Saturday, May 29th – a small group of students, teachers, and parents gathered around a small park in Bundang, South Korea. Clad in all sorts of athletic T-shirts and shorts, the participants of Fun Run for Nyaka began stretching. As the whistle blew, dust started flying with every step of the runners. Some in their shoes, some out of their shoes – a storm of dust mixed with the runners’ smiles.
Managed by an in-school club of Korea International School–also located in Bundang – Fun Run for Nyaka was a fundraising event hosted to support Nyaka Aids Orphan Project based in Uganda and founded by Jackson Kaguri. With the mission of working for “the orphans in rural Uganda to end systemic deprivation, poverty, and hunger through a holistic approach to community development, education, and healthcare,” Nyaka Aids Orphan Project provides the Ugandan orphans affected by HIV/AIDS through means of education and nutrition.
The race was divided into two groups – with one for the children and the other for the adults. The children ran a 3K race, and Jackson Kaguri, the founder of Nyaka Aids Orphan Project, joined in. Claiming that many students in Uganda attend school by walking with no shoes, Jackson Kaguri took his shoes off and waited at the starting line, along with the elated children by his side.
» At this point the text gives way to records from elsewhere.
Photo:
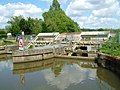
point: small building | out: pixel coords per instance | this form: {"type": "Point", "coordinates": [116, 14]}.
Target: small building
{"type": "Point", "coordinates": [68, 37]}
{"type": "Point", "coordinates": [46, 38]}
{"type": "Point", "coordinates": [95, 37]}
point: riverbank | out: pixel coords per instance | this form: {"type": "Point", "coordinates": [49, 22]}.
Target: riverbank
{"type": "Point", "coordinates": [109, 62]}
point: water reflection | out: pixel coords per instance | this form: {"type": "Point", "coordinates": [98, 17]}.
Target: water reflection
{"type": "Point", "coordinates": [65, 74]}
{"type": "Point", "coordinates": [56, 74]}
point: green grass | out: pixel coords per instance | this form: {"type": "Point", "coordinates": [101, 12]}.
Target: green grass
{"type": "Point", "coordinates": [112, 47]}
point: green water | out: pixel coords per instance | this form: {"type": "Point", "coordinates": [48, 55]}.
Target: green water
{"type": "Point", "coordinates": [56, 74]}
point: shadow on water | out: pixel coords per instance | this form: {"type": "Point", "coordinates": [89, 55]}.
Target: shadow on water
{"type": "Point", "coordinates": [58, 74]}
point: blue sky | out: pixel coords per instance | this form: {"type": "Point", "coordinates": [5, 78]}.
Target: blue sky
{"type": "Point", "coordinates": [87, 13]}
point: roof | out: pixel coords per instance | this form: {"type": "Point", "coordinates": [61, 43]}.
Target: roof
{"type": "Point", "coordinates": [48, 34]}
{"type": "Point", "coordinates": [95, 33]}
As the children’s race ended and the adults’ race began, some teenage students from Korea International School and Seoul International School – a school located near Korea International School–took their shoes off as well. Clearly inspired by the goal of the project and Kaguri’s statement, the barefoot participants knew that every stinging step they took held meaning for the children in Uganda.
“I ran without my shoes for the race,” said Joe Kim, a junior student from Seoul International School who ran an adult’s 5K race. “It was my first time running barefoot, and even though it hurt, knowing why I was running barefoot made me feel proud of myself.”
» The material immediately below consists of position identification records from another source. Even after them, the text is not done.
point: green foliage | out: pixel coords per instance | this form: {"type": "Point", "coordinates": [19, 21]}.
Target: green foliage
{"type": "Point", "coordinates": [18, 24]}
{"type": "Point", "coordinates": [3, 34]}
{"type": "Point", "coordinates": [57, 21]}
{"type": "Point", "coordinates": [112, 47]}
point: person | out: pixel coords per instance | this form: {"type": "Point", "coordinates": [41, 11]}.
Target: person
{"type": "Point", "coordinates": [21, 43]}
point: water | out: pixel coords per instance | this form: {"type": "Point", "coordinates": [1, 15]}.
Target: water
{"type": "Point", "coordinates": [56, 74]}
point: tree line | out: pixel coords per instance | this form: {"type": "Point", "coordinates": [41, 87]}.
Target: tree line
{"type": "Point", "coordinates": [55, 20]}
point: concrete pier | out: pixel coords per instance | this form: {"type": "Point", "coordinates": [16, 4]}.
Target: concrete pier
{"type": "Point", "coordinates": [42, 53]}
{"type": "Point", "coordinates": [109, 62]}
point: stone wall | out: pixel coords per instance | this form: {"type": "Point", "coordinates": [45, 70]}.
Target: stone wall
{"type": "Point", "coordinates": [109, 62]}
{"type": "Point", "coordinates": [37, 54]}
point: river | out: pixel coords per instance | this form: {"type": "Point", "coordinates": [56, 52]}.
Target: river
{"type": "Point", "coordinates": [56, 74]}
Running was not the only aspect in Fun Run for Nyaka to support the Ugandan children. Next to the race track also stood a long row of tables, carrying a list of tempting items donated by the supporters and friends of Nyaka Project. Participants wrote down their bidding prices for each item, and contending bidders could writer a higher price underneath the previous bidder’s. The items included hygiene products from LUSH, a tea set, bottles of wine, and soap products.
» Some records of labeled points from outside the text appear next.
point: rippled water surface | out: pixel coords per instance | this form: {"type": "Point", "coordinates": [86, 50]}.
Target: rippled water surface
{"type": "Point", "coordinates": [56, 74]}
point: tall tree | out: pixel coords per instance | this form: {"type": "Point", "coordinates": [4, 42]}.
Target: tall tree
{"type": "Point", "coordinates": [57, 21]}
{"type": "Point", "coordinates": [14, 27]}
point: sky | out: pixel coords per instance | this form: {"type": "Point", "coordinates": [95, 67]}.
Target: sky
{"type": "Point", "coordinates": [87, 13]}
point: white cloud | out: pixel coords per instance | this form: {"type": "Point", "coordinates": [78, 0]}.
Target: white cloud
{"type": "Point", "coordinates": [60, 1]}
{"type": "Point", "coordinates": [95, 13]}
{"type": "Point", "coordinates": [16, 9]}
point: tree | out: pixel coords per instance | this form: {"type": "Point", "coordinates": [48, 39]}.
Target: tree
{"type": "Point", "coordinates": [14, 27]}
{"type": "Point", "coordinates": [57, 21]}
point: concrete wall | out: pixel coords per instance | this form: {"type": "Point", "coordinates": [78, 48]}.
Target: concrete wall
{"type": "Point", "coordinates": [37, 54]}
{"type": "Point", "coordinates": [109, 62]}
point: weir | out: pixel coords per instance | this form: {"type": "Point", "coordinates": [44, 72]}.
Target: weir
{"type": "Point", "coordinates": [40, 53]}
Fun Run for Nyaka was a success that not only fulfilled its financial goal, but also the less material and more significant achievement of spreading the awareness among its participants. Even those who joined the run without knowing the mission and the goal of Nyaka felt differently about their run after Jackson Kaguri explained in depth about his humanitarian project.
“It was moving to hear Mr. Jackson Kaguri talk about his childhood and how he came to start Nyaka Project,” said Justin Ro, a sophomore from Seoul International School. “Really, I feel like a lot of things that are good and influential come from something as simple as human compassion.”